Databricks Spark Reference Applications

Reusing Code from Batching: transform()

As you may have noticed, while the functions you called on a DStream are named the same as those you called on an RDD in the batch example, they are not the same methods, and it may not be clear how to reuse the code from the batch examples. In this section, we refactor the code from the batch examples and show how to reuse it here.

DStreams have transform functions which allows you to call any arbitrary RDD to RDD functions to RDD's in the DStream. The transform functions are perfect for reusing any RDD to RDD functions that you may have written in batch code and want to port over to streaming. Let's look at some code to illustrate this point.

Let's say we have separated out a function, responseCodeCount from our batch example that can compute the response code count given the apache access logs RDD:

public static JavaPairRDD<Integer, Long> responseCodeCount(
   JavaRDD<ApacheAccessLog> accessLogRDD) {
  return accessLogRDD
     .mapToPair(s -> new Tuple2<>(s.getResponseCode(), 1L))
     .reduceByKey(SUM_REDUCER);
}

The responseCodeCountDStream can be created by calling transformToPair with the responseCodeCount function to the accessLogDStream.
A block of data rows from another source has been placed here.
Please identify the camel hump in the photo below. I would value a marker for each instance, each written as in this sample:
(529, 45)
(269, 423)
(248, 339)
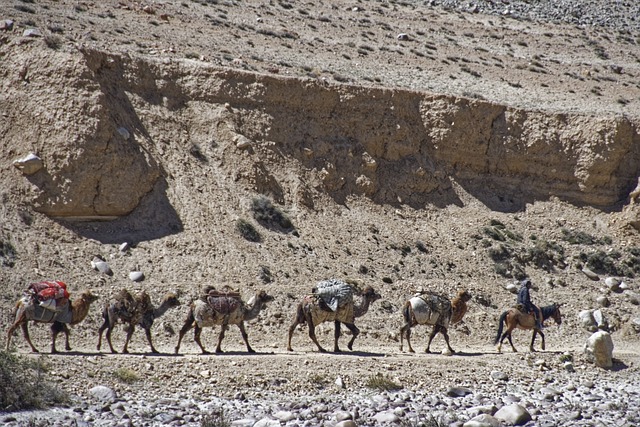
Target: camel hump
(334, 293)
(224, 304)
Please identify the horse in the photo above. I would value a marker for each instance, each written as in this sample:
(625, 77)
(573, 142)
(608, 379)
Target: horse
(515, 318)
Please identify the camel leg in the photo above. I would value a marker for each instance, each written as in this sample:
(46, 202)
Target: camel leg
(25, 332)
(196, 338)
(108, 335)
(245, 337)
(434, 332)
(102, 328)
(129, 330)
(56, 328)
(147, 332)
(446, 338)
(354, 334)
(336, 336)
(223, 329)
(292, 328)
(511, 341)
(312, 335)
(11, 331)
(188, 324)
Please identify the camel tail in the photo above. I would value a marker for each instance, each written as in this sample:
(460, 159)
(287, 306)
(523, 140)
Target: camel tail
(500, 324)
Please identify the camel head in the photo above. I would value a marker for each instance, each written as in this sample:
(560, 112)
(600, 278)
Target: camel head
(463, 295)
(264, 297)
(88, 297)
(171, 299)
(370, 294)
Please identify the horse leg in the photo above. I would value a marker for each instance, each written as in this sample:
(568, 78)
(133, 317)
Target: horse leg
(354, 334)
(25, 332)
(196, 338)
(223, 329)
(245, 337)
(147, 332)
(435, 330)
(336, 336)
(129, 330)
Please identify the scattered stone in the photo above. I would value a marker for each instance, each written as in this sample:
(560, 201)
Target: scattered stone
(513, 414)
(599, 349)
(483, 420)
(136, 276)
(124, 132)
(32, 32)
(103, 393)
(458, 391)
(590, 274)
(29, 164)
(6, 25)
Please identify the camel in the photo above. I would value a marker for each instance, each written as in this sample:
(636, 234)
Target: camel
(515, 318)
(436, 310)
(133, 311)
(219, 309)
(310, 311)
(25, 310)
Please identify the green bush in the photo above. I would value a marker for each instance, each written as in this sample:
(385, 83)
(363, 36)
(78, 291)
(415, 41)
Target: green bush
(248, 231)
(25, 385)
(381, 382)
(269, 215)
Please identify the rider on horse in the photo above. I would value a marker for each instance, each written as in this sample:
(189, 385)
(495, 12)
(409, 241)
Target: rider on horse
(525, 299)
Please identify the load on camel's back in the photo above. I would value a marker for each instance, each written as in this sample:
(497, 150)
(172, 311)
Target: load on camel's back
(333, 293)
(50, 295)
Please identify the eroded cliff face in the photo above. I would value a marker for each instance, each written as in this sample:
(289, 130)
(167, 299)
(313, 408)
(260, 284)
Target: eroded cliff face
(111, 128)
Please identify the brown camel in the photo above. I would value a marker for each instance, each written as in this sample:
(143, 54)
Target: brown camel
(436, 310)
(312, 311)
(133, 311)
(215, 309)
(26, 310)
(517, 319)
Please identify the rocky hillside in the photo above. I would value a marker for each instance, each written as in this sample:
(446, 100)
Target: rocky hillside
(271, 145)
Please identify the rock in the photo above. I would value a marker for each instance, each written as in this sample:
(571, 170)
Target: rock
(136, 276)
(512, 287)
(483, 420)
(513, 414)
(29, 164)
(587, 321)
(386, 417)
(590, 274)
(32, 32)
(242, 141)
(499, 376)
(458, 391)
(6, 25)
(124, 132)
(601, 320)
(599, 349)
(613, 284)
(101, 266)
(103, 394)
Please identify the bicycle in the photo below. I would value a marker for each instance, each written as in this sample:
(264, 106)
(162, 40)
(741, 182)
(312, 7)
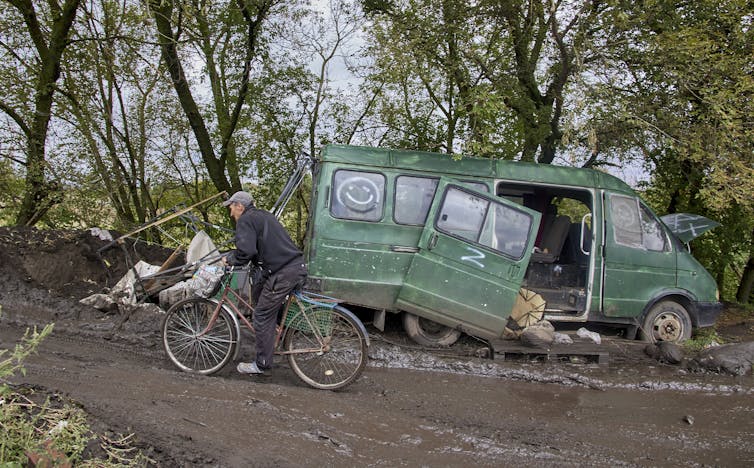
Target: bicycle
(325, 343)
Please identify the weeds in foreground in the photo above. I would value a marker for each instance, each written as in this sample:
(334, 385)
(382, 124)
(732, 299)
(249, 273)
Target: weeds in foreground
(51, 433)
(703, 338)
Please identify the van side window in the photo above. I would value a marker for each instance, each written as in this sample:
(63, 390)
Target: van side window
(357, 195)
(413, 198)
(488, 223)
(634, 226)
(478, 186)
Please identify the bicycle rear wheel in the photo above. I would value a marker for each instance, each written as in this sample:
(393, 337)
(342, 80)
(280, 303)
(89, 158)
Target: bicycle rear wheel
(336, 362)
(205, 354)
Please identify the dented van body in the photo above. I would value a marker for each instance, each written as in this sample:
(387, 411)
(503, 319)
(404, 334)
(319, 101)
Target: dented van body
(452, 242)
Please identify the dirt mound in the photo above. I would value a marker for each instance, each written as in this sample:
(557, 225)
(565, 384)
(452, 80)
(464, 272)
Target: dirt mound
(66, 263)
(44, 274)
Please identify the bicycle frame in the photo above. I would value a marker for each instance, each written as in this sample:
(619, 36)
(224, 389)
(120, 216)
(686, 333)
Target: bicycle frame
(297, 296)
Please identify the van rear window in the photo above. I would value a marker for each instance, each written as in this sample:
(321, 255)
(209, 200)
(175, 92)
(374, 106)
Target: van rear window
(357, 195)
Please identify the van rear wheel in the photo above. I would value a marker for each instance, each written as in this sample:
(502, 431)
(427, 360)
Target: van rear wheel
(428, 333)
(666, 321)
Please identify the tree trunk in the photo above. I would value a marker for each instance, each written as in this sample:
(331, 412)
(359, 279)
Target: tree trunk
(162, 12)
(745, 293)
(39, 194)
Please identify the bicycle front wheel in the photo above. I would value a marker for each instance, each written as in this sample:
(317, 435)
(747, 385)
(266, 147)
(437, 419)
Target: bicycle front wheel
(189, 348)
(326, 347)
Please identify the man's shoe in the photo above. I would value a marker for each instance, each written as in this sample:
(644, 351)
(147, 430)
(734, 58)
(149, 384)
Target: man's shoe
(249, 368)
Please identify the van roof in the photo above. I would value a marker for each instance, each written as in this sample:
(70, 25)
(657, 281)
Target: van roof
(440, 164)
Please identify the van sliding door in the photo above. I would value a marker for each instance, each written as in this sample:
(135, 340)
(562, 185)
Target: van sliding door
(473, 253)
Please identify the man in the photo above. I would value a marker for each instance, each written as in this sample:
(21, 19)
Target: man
(262, 240)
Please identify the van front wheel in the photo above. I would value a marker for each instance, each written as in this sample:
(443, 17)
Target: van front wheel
(429, 333)
(666, 321)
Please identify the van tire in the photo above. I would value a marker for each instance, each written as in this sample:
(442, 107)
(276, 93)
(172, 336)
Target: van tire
(666, 321)
(428, 333)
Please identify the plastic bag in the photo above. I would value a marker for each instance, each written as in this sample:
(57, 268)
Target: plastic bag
(206, 280)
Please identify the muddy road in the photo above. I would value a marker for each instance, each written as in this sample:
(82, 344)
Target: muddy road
(409, 408)
(402, 416)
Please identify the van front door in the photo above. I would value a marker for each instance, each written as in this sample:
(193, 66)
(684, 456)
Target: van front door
(472, 257)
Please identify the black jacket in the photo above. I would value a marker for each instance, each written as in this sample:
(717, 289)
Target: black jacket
(261, 239)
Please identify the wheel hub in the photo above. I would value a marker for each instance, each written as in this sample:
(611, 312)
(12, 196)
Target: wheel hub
(668, 327)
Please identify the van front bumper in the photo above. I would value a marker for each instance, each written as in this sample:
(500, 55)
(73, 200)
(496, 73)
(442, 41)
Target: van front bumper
(706, 313)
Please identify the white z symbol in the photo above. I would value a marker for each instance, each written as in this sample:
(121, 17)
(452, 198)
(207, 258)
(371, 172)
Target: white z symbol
(473, 258)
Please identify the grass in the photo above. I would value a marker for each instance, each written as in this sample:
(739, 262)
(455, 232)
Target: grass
(703, 338)
(52, 432)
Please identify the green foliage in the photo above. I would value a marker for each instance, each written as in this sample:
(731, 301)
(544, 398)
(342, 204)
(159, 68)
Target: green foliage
(676, 87)
(55, 433)
(703, 338)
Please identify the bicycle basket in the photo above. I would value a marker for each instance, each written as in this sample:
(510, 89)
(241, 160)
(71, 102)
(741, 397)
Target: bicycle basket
(315, 316)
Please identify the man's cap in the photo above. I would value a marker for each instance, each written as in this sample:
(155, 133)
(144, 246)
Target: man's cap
(243, 198)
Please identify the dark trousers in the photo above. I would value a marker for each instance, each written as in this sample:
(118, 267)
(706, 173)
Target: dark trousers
(268, 297)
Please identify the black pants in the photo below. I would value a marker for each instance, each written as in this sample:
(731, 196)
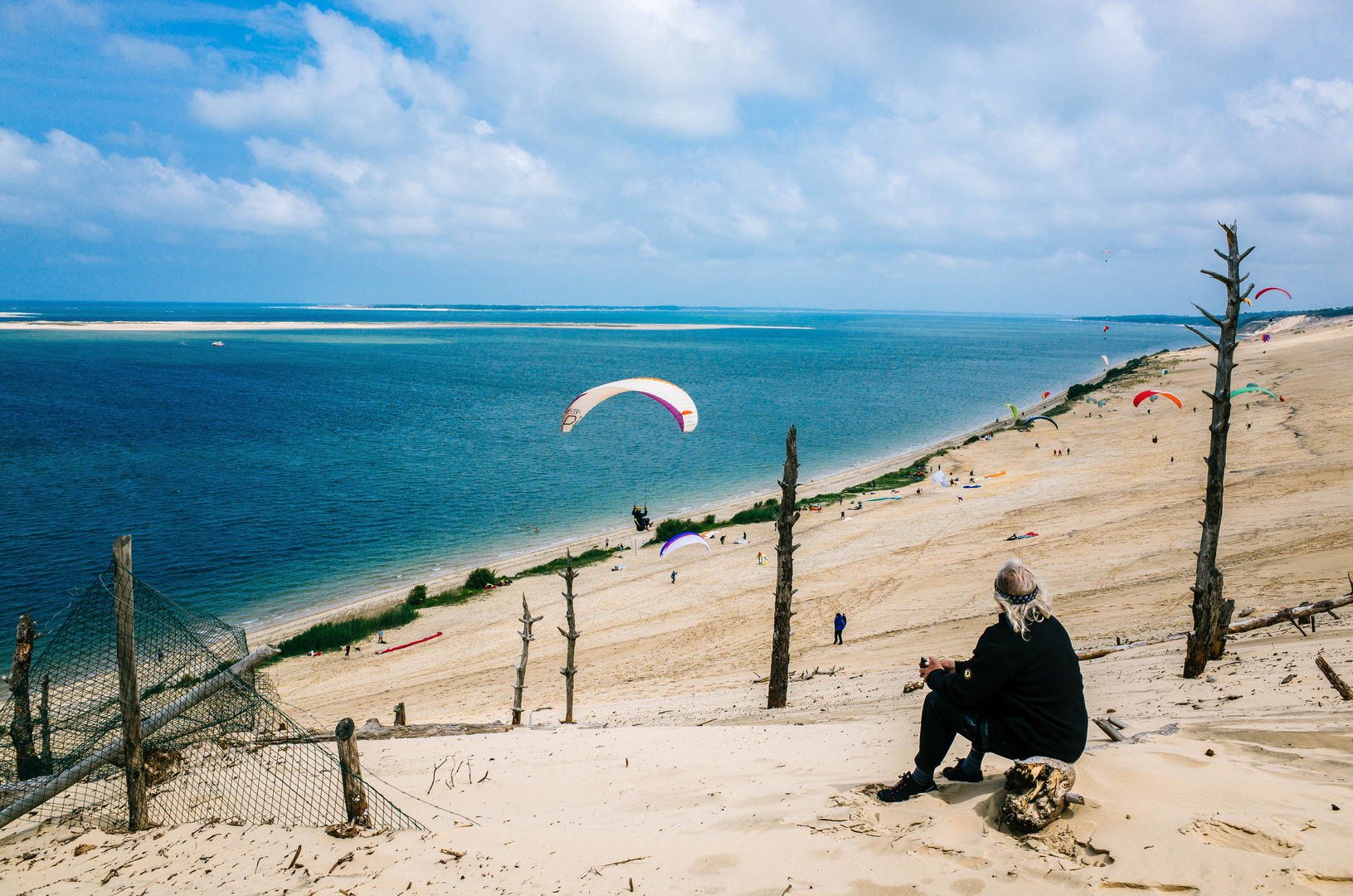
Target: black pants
(941, 720)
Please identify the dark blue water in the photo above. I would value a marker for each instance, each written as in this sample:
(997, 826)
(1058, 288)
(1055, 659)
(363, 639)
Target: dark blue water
(290, 470)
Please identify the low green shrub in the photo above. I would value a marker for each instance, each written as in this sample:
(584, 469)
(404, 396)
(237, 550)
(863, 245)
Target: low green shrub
(334, 635)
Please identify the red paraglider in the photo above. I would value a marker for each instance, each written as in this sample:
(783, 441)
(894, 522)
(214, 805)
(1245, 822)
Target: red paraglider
(1156, 392)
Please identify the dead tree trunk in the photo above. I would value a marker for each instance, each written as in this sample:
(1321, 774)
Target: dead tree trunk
(778, 694)
(1211, 613)
(527, 621)
(129, 694)
(568, 670)
(21, 730)
(349, 765)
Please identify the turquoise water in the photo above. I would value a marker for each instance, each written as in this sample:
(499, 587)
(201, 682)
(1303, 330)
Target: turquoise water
(293, 470)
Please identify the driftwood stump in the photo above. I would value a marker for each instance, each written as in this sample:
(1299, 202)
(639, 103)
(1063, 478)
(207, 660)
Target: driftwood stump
(572, 635)
(21, 730)
(1035, 793)
(1213, 613)
(778, 690)
(349, 763)
(527, 621)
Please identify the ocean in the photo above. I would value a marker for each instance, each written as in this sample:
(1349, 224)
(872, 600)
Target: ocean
(293, 470)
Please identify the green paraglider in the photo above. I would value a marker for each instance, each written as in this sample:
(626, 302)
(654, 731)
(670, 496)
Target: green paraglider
(1253, 389)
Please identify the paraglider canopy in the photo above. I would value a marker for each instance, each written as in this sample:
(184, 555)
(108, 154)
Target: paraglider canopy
(1153, 392)
(682, 540)
(1252, 387)
(666, 394)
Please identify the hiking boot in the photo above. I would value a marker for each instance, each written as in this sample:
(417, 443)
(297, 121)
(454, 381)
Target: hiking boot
(904, 789)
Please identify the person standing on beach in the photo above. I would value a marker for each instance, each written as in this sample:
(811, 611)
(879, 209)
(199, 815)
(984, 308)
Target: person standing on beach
(1019, 696)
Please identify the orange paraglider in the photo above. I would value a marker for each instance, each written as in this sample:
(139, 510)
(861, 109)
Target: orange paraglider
(1156, 392)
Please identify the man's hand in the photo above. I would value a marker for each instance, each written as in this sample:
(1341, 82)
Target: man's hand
(932, 664)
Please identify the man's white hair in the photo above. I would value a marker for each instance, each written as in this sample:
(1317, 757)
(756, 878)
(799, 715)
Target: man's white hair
(1016, 581)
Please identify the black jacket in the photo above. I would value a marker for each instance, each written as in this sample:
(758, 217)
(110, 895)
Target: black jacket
(1030, 689)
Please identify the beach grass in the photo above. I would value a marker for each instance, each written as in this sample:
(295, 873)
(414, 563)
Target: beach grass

Then, you can finish up by calling updateStateByKey to keep a running count of the response codes for all of time, and use forEachRDD to print the values out:

// Compute Response Code to Count.
// Notice the user transformToPair to produce the a DStream of
// response code counts, and then updateStateByKey to accumulate
// the response code counts for all of time.
JavaPairDStream<Integer, Long> responseCodeCountDStream = accessLogDStream
   .transformToPair(LogAnalyzerStreamingTotalRefactored::responseCodeCount);
JavaPairDStream<Integer, Long> cumulativeResponseCodeCountDStream =
   responseCodeCountDStream.updateStateByKey(COMPUTE_RUNNING_SUM);
cumulativeResponseCodeCountDStream.foreachRDD(rdd -> {
  System.out.println("Response code counts: " + rdd.take(100));
  return null;
});

It is possible to combine transform functions before and after an updateStateByKey as well:

// A DStream of ipAddresses accessed > 10 times.
JavaDStream<String> ipAddressesDStream = accessLogDStream
   .transformToPair(LogAnalyzerStreamingTotalRefactored::ipAddressCount)
   .updateStateByKey(COMPUTE_RUNNING_SUM)
   .transform(LogAnalyzerStreamingTotalRefactored::filterIPAddress);
ipAddressesDStream.foreachRDD(rdd -> {
  List<String> ipAddresses = rdd.take(100);
  System.out.println("All IPAddresses > 10 times: " + ipAddresses);
  return null;
});

Take a closer look at LogAnalyzerStreamingTotalRefactored.java now to see how that code has been refactored to reuse code from the batch example.